The company recently announced an update to its ICT-107 clinical trial for glioblastoma multiforme (GBM).  Patients are enrolling in 23 major clinical centers including the Arizona Cancer Center, Cleveland Clinic, Moffitt Cancer Center, University of Pennsylvania, Penn State, Baylor, UC San Diego, Northwestern, Rush University Medical Center, NYU Clinical Cancer Center, and others. The clinical centers currently recruiting for this clinical trial and enrollment criteria are listed at: http://clinicaltrials.gov/ct2/show/study/NCT01280552?term=ICt-107&rank=1.
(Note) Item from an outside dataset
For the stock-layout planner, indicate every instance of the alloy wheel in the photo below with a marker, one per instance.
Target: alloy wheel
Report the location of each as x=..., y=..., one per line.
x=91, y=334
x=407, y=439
ICT-107 is the Company’s lead dendritic cell based cancer vaccine candidate targeting multiple tumor antigens on cancer stem cells for the treatment of GBM. The trial is expected to enroll approximately 160-200 patients to treat 102 patients with HLA-A1/A2 immunological subtypes. There are 115 patients enrolled in the study to date, ahead of the Company’s schedule. Enrollment for the trial is expected to be completed by the second quarter of 2012 and an interim analysis is expected when 50% of events (32 deaths) have been observed.

The Phase I clinical study of ICT-107 in GBM, 16 newly diagnosed patients who received the vaccine in addition to standard of care of surgery, radiation and chemotherapy, demonstrated two year overall survival of 80 percent and a three year survival of 55 percent. The most impressive part of this trial is six out of the 16 (37.6%) patients who received ICT-107 continue to show no tumor recurrence at the last analysis, with 3 of these patients (18.8%) remaining disease-free for more than 4 years.

If the Phase II data demonstrates similar results as phase I study, ICT-107 could change the treatment paradigm for the most aggressive brain cancers (GBM) which have eluded drug developers for the last 30 years.